Upper Left Coast

Thoughts on politics, faith, sports and other random topics from a red state sympathizer in indigo-blue Portland, Oregon.

Tuesday, March 14, 2006

Why the push for Arab democracies?

John Podhoretz, taking the role of savvy political observer in today's New York Post, provides some important illumination on the Bush Administration's continued appeal for democracy in the Arab World.

Podhoretz writes as a follow-up to a Rich Lowry piece in the current National Review (only available by subscription) about the "to-hell-with-them hawks." Lowry describes them as "conservatives who are comfortable using force abroad, but have little patience for a deep entanglement with the Muslim world, which they consider unredeemable, or at least not worth the strenuous effort of trying to redeem." They dismiss the president's explanation that freedom is a common longing throughout the world as "ludicrous sentimentality . . . Muslims don't want it and they don't deserve it and we shouldn't be trying to give it to them," Podhoretz writes of the hell hawks' position.

But.

Here's Podhoretz's conclusion, which reminds us that immediate withdrawal and isolationism are not options, that there really is no alternative:
What's missing here is what has been missing from the most hard-headed discussions of Iraq since the end of the 2004 election, and that is an understanding of just why President Bush formulated the freedom doctrine.

The problem is that the policies advocated by the "hell hawks" and by defeatist Democrats offer no real possibility of an end to the war against Islamic radicalism. It will go on forever.

And if it does, it seems certain that at some point in the next few decades, millions of people are going to die in a successful terrorist assault using weapons of mass destruction.

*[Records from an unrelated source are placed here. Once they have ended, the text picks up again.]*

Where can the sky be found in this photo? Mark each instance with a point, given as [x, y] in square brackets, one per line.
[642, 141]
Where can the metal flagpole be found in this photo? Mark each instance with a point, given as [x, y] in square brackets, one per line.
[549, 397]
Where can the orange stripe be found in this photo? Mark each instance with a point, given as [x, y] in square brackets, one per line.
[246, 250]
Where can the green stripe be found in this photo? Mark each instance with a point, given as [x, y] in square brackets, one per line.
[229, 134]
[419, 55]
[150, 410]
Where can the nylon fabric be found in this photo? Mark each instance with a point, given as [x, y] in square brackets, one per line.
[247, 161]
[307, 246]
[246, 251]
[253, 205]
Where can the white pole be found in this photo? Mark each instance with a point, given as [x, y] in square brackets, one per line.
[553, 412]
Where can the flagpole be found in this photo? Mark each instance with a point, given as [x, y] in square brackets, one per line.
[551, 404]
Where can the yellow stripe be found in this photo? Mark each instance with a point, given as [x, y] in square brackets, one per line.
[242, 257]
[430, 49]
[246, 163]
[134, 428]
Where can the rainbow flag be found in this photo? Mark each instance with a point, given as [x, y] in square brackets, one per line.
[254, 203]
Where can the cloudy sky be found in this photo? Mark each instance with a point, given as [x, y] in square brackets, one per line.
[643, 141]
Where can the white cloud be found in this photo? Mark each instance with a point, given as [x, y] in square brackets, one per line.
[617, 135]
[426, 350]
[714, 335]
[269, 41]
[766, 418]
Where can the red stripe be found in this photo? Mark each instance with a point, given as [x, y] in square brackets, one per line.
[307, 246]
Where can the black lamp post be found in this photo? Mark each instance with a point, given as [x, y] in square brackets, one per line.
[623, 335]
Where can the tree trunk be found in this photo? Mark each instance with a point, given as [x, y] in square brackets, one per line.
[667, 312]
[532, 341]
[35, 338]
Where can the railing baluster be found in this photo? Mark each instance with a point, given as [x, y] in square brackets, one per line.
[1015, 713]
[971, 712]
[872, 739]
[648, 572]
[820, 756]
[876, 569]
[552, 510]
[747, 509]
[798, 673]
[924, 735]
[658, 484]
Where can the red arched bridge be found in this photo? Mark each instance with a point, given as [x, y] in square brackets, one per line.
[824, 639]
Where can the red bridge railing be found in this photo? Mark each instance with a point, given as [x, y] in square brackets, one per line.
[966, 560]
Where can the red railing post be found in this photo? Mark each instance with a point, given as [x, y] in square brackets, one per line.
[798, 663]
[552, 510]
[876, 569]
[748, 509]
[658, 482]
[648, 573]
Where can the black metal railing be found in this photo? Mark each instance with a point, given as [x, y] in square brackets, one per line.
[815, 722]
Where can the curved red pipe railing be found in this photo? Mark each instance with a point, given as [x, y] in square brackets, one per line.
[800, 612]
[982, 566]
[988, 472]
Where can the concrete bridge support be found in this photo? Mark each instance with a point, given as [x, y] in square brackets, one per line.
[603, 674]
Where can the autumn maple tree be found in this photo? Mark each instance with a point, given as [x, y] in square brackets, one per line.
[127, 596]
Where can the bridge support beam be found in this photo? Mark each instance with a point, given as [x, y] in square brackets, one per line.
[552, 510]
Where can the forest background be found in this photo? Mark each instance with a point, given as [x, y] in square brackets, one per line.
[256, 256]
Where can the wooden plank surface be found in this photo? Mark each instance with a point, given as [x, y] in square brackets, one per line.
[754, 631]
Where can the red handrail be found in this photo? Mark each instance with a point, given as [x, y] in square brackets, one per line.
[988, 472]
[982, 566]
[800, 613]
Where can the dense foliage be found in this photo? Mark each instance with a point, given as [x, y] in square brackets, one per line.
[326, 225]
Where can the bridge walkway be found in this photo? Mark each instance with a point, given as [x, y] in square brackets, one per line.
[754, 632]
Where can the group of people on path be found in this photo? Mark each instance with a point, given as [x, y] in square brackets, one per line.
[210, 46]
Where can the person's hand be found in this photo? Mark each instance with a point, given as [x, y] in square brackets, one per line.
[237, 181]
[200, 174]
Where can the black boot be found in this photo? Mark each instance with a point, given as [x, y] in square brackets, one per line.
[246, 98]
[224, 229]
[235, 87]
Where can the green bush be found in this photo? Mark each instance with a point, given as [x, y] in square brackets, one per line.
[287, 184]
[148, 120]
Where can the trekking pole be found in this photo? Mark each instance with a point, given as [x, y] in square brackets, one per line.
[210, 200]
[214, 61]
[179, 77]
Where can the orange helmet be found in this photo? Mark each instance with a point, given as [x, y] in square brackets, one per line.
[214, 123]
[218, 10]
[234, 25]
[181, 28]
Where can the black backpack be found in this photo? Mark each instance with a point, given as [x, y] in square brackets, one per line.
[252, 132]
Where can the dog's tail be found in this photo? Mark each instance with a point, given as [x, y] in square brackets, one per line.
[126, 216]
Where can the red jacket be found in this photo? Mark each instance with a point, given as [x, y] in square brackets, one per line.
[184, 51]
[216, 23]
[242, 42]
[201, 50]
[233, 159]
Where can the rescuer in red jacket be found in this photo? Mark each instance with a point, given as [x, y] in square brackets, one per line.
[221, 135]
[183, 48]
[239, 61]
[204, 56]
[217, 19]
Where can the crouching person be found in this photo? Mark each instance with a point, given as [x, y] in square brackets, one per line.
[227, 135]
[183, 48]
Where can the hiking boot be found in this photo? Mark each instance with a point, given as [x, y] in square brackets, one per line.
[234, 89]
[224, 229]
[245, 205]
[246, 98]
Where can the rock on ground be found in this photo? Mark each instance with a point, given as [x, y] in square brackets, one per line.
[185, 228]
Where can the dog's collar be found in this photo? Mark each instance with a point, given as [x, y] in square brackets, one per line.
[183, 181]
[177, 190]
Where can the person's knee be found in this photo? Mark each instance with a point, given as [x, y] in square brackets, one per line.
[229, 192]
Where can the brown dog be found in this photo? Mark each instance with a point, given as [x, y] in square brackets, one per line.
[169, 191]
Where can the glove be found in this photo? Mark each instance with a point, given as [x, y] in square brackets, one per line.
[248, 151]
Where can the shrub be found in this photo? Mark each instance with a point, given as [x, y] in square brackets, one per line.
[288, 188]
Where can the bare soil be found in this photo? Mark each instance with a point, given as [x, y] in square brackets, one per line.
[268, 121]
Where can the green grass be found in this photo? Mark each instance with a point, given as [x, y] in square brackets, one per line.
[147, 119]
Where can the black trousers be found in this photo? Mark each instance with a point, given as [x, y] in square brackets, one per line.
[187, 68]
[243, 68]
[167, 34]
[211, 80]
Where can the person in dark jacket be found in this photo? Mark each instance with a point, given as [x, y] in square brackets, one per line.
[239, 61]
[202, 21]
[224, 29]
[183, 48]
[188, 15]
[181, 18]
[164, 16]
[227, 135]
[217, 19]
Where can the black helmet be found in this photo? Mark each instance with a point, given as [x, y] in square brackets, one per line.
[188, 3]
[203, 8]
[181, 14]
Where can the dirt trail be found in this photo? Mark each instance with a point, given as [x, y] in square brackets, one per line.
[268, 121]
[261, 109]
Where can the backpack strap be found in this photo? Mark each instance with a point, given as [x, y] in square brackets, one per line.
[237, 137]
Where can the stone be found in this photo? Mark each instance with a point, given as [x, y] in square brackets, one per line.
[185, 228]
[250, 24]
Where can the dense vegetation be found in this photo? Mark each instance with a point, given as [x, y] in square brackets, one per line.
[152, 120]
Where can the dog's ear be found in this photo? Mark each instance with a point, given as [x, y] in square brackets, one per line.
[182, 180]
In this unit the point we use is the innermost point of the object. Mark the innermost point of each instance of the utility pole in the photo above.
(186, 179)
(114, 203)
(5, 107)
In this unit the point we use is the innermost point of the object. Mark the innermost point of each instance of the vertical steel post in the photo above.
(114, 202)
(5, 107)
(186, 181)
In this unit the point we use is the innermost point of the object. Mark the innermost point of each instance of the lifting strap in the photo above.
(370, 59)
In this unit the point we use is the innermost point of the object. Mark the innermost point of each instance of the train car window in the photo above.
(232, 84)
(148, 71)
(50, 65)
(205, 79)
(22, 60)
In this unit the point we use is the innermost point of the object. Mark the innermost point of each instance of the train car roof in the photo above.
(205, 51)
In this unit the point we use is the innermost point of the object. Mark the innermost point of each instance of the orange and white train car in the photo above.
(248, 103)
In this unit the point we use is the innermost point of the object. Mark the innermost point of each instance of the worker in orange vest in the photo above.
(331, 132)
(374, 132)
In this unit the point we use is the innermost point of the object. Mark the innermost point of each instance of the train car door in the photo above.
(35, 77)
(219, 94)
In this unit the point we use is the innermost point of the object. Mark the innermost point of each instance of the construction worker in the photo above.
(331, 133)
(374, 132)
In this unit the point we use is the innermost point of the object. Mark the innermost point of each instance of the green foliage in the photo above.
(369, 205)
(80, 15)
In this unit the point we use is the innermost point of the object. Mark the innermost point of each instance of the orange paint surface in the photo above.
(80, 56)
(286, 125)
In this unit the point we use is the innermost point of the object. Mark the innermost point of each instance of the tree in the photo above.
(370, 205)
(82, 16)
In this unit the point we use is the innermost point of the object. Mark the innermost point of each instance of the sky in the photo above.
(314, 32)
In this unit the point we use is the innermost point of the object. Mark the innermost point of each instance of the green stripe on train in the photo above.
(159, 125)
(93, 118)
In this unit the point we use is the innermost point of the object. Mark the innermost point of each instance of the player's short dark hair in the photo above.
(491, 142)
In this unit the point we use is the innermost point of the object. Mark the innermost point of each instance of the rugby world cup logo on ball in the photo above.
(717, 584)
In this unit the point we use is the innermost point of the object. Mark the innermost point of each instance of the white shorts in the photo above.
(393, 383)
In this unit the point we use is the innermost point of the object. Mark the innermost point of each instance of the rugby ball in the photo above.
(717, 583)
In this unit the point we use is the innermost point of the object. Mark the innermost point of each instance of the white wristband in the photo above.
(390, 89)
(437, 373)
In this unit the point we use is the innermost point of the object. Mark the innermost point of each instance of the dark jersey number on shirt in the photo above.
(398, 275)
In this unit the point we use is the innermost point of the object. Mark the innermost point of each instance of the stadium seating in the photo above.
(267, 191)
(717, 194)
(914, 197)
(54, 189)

Why? Because there is no way to stop the delivery of such a weapon if the delivery system is a single person willing to die to get it done. The only way to prevent it is to change the terms under which such people live, to offer them something to hope for besides virgins in paradise.

Seen in this light, the Bush freedom doctrine isn't simply a starry-eyed exercise in ludicrous optimism. It's a real-world solution to a real-world problem.

The only real answer to the Bush freedom doctrine is the one posed by those who believe there is no real War on Terror. They range from the Michael Moore, Bush-may-have-been-involved types to ex-neocon Francis Fukuyama, who states plainly that Bush & Co. overestimated the threat from terrorism.

Fukuyama basically believes 9/11 was a fluke, a lucky shot. It would be nice if he were right. But it would be reckless to the point of insanity for any American policymaker to count on it. Just as it would be for any American policymaker to adopt the view of the to-hell-with-them hawks.
The Democratic Party, which will oppose Bush on any issue, continues to demonstrate its failure to grasp this important point -- and for all of Bush's failures, the fact remains that this country will be more vulnerable with the Democrats in control.